Malheureusement, les personnes qui participent au marché du travail n'obtiennent généralement pas le même genre d'aide, même si leur revenu est très faible. Les personnes employées qui assument elles-mêmes les coûts de leurs mesures de soutien doivent avoir un revenu supérieur aux personnes qui ne sont pas handicapées pour pouvoir profiter du même niveau de vie.
On convient de façon générale qu'il est souhaitable que l'emploi constitue la source la plus importante possible de revenu, étant donné qu'une dépendance moins grande à l'égard des programmes de soutien du revenu gouvernementaux peut améliorer le sentiment d'appartenance et d'autonomie d'une personne.
Les difficultés rencontrées par plusieurs personnes handicapées pour entrer ou demeurer sur le marché du travail ont des répercussions significatives sur les niveaux de revenu, de même que leur accès plus limité à des programmes d'études et de formation postsecondaires et leur difficulté à obtenir des emplois mieux rémunérés.
Dans les faits, certaines personnes handicapées sont incapables d'assurer leur propre soutien, ou y parviennent à peine. Le filet de sécurité du revenu doit récompenser les efforts de travail individuels, dans la plus large mesure possible, tout en permettant le versement d'une aide financière là où celle-ci est la plus nécessaire.
Sources de revenu
À mesure que la situation économique du Canada s'est améliorée, le pourcentage de personnes handicapées qui dépendent des transferts gouvernementaux a diminué légèrement (passant de 49 % en 1995 à 46 % en 1997), et la rémunération a pris une place plus importante (passant de 33 % à 40 %).

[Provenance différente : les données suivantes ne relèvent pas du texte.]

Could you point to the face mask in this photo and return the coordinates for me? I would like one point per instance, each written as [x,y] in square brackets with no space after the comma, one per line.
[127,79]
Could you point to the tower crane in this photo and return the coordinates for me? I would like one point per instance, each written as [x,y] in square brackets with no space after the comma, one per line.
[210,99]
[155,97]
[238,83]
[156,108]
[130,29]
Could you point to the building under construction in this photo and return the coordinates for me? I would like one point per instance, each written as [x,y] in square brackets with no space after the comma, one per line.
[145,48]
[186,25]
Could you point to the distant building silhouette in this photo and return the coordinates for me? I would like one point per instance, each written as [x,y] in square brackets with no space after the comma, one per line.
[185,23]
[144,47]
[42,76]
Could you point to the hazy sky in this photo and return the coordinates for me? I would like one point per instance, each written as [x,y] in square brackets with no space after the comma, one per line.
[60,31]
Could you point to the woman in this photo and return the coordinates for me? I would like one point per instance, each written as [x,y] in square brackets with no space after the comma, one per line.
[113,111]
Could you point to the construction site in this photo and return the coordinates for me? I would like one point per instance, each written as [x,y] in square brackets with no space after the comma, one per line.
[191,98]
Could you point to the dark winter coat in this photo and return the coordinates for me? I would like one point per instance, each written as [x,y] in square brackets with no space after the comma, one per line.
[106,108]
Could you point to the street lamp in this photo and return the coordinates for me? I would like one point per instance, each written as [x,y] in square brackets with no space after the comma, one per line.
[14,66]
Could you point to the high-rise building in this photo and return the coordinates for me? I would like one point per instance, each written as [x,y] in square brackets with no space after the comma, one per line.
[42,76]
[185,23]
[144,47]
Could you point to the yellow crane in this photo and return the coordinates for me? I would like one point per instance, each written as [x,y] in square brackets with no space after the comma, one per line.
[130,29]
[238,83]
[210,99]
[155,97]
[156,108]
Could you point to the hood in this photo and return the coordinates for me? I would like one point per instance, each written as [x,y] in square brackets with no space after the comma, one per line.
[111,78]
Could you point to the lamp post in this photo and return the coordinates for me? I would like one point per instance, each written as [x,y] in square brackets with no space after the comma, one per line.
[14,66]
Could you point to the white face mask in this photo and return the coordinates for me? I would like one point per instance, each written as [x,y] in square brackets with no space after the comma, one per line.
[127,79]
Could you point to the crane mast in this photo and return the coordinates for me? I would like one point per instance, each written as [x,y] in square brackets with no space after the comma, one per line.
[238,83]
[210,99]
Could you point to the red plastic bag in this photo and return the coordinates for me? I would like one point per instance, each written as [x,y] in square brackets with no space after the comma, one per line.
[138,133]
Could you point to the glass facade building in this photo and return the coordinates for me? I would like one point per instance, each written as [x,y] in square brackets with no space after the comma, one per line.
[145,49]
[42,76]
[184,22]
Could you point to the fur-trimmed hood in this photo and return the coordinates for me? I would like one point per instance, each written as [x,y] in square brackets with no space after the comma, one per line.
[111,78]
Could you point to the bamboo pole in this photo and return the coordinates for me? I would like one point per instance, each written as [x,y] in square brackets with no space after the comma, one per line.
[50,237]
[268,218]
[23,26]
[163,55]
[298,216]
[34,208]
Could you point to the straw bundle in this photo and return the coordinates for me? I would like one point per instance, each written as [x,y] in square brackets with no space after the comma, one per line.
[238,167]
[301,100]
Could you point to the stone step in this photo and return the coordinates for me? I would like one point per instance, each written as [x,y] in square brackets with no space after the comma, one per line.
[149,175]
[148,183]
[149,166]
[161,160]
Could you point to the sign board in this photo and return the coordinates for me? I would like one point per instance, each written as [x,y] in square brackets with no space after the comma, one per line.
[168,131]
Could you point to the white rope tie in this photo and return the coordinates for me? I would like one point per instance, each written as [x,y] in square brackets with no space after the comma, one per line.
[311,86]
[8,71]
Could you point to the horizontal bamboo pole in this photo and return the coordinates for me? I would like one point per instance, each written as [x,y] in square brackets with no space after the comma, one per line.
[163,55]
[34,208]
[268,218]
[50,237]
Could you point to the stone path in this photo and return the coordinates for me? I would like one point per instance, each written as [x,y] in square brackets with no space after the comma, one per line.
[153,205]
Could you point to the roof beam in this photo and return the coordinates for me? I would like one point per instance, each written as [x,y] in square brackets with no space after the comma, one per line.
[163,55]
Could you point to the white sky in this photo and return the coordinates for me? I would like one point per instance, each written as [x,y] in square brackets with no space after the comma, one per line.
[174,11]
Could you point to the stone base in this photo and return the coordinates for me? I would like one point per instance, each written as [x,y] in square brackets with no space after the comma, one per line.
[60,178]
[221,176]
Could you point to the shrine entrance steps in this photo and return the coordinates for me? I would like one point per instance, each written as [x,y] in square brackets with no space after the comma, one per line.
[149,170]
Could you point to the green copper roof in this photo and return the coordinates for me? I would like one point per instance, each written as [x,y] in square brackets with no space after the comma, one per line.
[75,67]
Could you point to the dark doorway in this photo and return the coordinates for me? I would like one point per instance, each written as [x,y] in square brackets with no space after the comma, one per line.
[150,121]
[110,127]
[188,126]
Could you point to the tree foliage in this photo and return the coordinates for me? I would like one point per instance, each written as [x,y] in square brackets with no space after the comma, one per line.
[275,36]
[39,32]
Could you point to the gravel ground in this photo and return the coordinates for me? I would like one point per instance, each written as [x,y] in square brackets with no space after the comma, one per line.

Les personnes handicapées qui sont incapables de conserver un emploi du fait de leur incapacité sont admissibles à des programmes de remplacement du revenu. Par exemple, le Régime de pensions du Canada remplace une portion du revenu perdu par suite d'une incapacité, et est conçu pour s'intégrer à d'autres programmes de soutien du revenu des personnes handicapées. Les régimes d'indemnisation des accidentés du travail permettent le remplacement de 75 à 90 % du revenu net. Les prestations du Régime de pensions du Canada peuvent être complétées par celles de régimes d'assurance-invalidité à long terme, qui prévoient le remplacement de la rémunération perdue jusqu'à concurrence de 70 %. Les personnes handicapées qui ne tirent pas un revenu suffisant de ces sources, ou les personnes qui ne sont pas en mesure de participer au marché du travail, peuvent être admissibles à l'aide sociale provinciale ou territoriale.
Niveaux de revenu 3
Entre 1993 et 1997, durant les années qui ont suivi la récession du début des années 1990, les personnes handicapées étaient plus nombreuses à toucher un faible revenu que les personnes non handicapées, quelle que soit la mesure utilisée ou l'année. Toutefois, la situation a connu peu de changements durant la période qui a suivi la récession, en dépit des pertes importantes de rémunération du travail qu'ont connu les adultes handicapés. Cela laisse supposer que le système d'imposition et le filet de sécurité sociale ont contribué à amoindrir les répercussions de cette période économique difficile.